Gerade die „sprachlose“ Kommunikation über Kunst, Musik, Bewegung und Berührung eröffnet laut Webert aber auch ganz neue Möglichkeiten. So sei Kreativität „ein Medium, in dem man auch als Mensch mit Defiziten nicht zurückstecken muss“. Denn für die Traumaopfer sei es von großer Bedeutung, „zu spüren, dass man noch wirksam ist“, also eine Rückmeldung der Umwelt auf die eigenen Aktionen zu erhalten. Eine solche Wechselwirkung wünsche er sich für die Zukunft auch zwischen der Regens-Wagner-Einrichtung und der Altmühlstadt.

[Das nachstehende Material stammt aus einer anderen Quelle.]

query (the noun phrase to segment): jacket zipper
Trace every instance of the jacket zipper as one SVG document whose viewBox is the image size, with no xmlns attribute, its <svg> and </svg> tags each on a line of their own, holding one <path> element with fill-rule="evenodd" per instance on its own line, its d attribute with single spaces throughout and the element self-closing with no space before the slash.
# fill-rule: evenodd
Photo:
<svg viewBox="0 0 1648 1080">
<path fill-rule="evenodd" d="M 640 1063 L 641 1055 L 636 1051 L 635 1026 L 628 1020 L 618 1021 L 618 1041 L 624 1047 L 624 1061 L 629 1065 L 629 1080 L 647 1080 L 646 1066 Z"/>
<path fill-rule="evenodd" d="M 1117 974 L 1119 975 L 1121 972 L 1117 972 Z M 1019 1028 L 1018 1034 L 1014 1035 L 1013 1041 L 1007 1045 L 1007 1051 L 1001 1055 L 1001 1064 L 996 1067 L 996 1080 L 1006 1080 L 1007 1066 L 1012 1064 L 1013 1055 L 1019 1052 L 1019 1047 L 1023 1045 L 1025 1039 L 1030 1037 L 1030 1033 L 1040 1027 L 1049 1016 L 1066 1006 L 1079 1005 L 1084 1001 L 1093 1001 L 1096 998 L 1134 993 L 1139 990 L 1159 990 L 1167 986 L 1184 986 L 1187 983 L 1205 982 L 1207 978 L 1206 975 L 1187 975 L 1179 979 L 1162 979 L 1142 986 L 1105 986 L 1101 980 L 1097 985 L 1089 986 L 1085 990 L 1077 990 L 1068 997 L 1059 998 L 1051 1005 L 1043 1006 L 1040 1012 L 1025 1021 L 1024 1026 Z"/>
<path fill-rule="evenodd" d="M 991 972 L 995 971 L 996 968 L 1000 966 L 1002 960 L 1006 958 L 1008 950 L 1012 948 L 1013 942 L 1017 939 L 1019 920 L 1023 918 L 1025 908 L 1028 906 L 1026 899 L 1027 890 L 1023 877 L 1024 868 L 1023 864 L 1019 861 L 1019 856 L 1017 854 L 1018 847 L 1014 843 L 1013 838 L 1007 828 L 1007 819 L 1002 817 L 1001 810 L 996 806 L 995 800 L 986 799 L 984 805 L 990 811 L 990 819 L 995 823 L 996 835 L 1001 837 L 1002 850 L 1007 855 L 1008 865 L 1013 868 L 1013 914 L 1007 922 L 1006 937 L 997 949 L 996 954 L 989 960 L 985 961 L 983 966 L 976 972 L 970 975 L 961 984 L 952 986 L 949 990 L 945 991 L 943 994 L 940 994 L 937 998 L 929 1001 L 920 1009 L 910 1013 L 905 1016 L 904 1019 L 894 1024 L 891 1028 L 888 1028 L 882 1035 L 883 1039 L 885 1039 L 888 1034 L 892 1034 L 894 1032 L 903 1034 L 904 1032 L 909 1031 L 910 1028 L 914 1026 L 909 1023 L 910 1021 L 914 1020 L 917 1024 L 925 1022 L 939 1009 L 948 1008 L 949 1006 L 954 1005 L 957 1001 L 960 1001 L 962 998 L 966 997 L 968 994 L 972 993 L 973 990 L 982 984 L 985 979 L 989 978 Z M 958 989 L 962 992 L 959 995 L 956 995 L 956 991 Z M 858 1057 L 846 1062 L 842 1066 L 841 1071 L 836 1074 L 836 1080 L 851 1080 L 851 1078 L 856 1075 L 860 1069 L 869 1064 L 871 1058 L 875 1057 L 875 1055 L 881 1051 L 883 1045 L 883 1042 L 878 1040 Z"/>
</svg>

Bürgern stehen die Türen offen


Eingeweiht werden das Wohnheim mit einer Grundfläche von 809 Quadratmetern und die 824 Quadratmeter große Tagesstätte nach knapp eineinhalb Jahren Bauzeit am Freitag im internen Kreis. Am Samstag, 3. Dezember, steht das Areal dann allen Bürgern und Besuchern offen. Bewohner und Betreuer informieren mit Fotowänden und persönlich über die Arbeit vor Ort, es gibt Themenräume, Musik und Le­ckeres aus der Küche der Tagesstätte.